PYK2 is required for enhanced actin polymerization at a subset of sperm-oocyte binding sites. Zona-free oocytes collected from WT and PYK2 −/− females were incubated with capacitated sperm for 45 minutes as described in “Materials and Methods” then fixed and labeled with alexa 568-phalloidin to detect f-actin (red) and DRAQ5 to detect sperm DNA (blue). The distribution of bound sperm and f-actin in the oocyte cortex was recorded by Z-stack confocal imaging and quantified by linescan analysis as described in “Materials and Methods”. Panel A demonstrates the distribution of sperm heads (labeled S31, 33, 34, 35 and 36) detected by DRAQ5 fluorescence in the blue channel (Y axis, upper trace) around the perimeter of a representative optical section through a WT oocyte. The corresponding alexa 568-phalloidin fluorescence is expressed in the red channel (Y axis, lower trace). Instances where sperm binding sites are associated with increased alexa 568-fluorescence are indicated by arrows. “actin cap” represents the thickening of the cortical actin layer that normally occurs over the MII spindle. Panel B demonstrated the relative integrated alexa 568-phalloidin fluorescence (Y axis) calculated for each sperm binding site (n=123) from 7 WT oocytes and (n=134) from 7 pyk2−/− oocytes. “0” representing no change relative to the adjacent cortex and positive values representing an increase in fluorescence intensity relative to the adjacent cortex. Panels C and D display the number of sperm binding sites associated with given levels of relative integrated alexa 568-phalloidin fluorescence (X axis).

Table 3.

F-actin accumulation at sperm binding sites on WT and pyk2 −/− oocytes

Maternal
genotype
Oocytes
examined
binding sites
examined (n)
integrated rel. fluorescence at bound sperm
mean SD median
WT 7 123 124.2 +/− 27.7 121.2 *
pyk2−/− 7 134 106.9 +/− 22.6 104.7

Zona-free oocytes were incubated with capacitated WT sperm for 45 minutes, then fixed and labeled with alexa 568-phalloidin to detect f-actin and with DRAQ5 to detect DNA allowing localization of sperm heads. The alexa 568 fluorescence associated with the cortical actin layer and/or the plasma membrane was quantified by circumferential linescan analysis of the oocyte at optical Z planes where bound sperm heads were evident.
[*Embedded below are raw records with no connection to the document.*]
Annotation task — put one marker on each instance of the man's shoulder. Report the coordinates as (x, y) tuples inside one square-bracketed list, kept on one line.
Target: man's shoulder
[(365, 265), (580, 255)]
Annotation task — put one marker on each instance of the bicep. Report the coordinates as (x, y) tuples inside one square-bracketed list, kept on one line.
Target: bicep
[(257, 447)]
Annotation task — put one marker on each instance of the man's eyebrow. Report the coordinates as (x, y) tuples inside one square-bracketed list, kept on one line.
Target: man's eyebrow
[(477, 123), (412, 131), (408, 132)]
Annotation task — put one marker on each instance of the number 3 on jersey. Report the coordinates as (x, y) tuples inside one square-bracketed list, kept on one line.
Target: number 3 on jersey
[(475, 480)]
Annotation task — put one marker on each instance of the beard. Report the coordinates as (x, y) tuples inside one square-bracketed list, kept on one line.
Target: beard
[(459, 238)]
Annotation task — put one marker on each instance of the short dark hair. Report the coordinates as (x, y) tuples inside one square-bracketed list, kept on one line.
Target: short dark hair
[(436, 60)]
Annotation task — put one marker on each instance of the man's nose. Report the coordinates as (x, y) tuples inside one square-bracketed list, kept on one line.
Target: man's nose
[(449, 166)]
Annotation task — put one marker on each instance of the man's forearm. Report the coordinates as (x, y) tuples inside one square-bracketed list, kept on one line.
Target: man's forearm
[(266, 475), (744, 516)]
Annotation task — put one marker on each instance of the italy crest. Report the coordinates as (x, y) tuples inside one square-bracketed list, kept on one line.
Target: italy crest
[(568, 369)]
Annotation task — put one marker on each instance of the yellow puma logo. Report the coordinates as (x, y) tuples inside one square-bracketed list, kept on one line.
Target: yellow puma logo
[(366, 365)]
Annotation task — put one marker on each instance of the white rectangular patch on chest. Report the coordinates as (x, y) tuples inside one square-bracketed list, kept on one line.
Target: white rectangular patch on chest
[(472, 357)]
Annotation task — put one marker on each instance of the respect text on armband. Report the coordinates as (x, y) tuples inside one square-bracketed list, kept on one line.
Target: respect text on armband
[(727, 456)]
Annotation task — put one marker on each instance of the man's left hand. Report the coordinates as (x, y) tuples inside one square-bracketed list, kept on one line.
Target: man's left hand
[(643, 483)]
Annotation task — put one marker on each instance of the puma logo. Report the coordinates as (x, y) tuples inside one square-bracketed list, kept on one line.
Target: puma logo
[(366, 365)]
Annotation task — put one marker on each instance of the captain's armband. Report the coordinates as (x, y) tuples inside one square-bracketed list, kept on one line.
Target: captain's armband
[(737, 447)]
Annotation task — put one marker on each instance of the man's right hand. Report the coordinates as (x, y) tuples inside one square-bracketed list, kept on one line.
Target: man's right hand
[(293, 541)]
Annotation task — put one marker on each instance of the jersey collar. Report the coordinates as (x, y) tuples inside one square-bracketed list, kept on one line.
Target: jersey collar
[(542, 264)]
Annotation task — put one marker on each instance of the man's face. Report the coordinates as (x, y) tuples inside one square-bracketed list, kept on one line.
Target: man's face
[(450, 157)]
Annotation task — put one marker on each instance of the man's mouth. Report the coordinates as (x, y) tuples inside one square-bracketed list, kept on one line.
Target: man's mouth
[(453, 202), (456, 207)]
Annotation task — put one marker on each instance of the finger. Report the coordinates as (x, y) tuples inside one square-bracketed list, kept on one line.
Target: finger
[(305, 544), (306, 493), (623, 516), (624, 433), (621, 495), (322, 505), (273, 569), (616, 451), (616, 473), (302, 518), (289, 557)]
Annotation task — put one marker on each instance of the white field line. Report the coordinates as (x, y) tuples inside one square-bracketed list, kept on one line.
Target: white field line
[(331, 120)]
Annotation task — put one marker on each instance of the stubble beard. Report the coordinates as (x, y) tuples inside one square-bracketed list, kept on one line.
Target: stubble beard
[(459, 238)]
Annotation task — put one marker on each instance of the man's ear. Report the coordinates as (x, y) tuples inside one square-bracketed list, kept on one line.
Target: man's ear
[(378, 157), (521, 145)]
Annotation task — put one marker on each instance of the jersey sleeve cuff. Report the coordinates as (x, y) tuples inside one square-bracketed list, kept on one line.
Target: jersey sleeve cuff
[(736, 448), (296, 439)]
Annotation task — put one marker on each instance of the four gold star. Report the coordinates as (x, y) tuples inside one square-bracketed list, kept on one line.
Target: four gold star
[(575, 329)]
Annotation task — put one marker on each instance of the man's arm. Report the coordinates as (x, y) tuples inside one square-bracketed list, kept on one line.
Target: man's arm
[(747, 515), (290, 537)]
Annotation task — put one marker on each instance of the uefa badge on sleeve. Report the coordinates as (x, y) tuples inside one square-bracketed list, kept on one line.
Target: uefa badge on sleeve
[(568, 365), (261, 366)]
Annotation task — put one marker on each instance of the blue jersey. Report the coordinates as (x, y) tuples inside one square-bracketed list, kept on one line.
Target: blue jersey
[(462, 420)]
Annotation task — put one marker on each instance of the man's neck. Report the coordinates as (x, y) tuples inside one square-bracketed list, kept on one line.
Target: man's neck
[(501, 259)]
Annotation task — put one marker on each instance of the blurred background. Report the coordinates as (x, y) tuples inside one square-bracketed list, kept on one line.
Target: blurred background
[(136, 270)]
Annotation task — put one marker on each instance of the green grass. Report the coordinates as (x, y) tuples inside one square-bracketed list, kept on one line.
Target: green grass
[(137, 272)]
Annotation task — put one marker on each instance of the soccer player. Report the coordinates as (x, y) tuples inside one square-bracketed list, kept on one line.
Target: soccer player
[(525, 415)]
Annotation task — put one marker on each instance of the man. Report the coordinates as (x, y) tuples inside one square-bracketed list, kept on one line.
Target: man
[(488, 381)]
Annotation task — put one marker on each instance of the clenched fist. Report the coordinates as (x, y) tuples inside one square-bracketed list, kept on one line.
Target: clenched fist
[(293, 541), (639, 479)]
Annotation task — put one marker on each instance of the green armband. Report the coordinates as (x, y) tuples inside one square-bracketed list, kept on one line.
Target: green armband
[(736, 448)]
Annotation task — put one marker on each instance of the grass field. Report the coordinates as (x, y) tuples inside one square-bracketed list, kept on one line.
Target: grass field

The integrated alexa 568 fluorescence associated with the region of oocyte cortex underlying each sperm binding site was calculated relative to a baseline intersecting the immediately adjacent regions of cortex.

*

The mean relative integrated relative fluorescence of the two groups was compared by one way ANOVA, which demonstrated that the difference in median values was significant (P=< 0.001).

4. Discussion

4.1 Proposed sequence of events during fertilization

Fertilization in vertebrates and many invertebrates begins with sperm binding to the tips of oocyte microvilli (Kyozuka and Osanai, 1988; Talbot and Chacon, 1982) where oocyte proteins interact with sperm surface proteins to promote gamete fusion through an as yet unknown mechanism. While the sperm binding and fusion events may seem to occur without active participation of the oocyte, several lines of evidence indicate that the oocyte does respond to sperm that have bound to, or are in the early stages of fusing with the plasma membrane. The earliest response of the oocyte observed morphologically involves elongation and increased f-actin content of microvilli in contact with or in close proximity to the sperm head (Cline and Schatten, 1986; Kyozuka and Osanai, 1988; Phillips and Shalgi, 1982). These microvilli form additional contact sites with the sperm, increasing the total surface contact area. Other forms of the oocyte response to sperm contact include depolarization of the plasma membrane potential in sea urchin and Xenopus oocytes (Longo et al., 1994; Longo et al., 1986), and the sperm-induced proteolysis of the oocyte membrane protein uroplakin III which triggers activation of SRC-family PTKs in Xenopus oocytes (Hasan et al., 2011 ; Sakakibara et al., 2005). The above examples provide evidence that sperm-oocyte contact can trigger biochemical responses in the oocyte that may result from trans-interactions between sperm and oocyte surface proteins. The recent finding that PYK2 was activated at the site of sperm-oocyte interaction in zebrafish and mouse oocytes (McGinnis et al., 2013; Sharma and Kinsey, 2013) raised the possibility that this kinase may represent a conserved example of “outside-in” signaling between sperm and oocyte.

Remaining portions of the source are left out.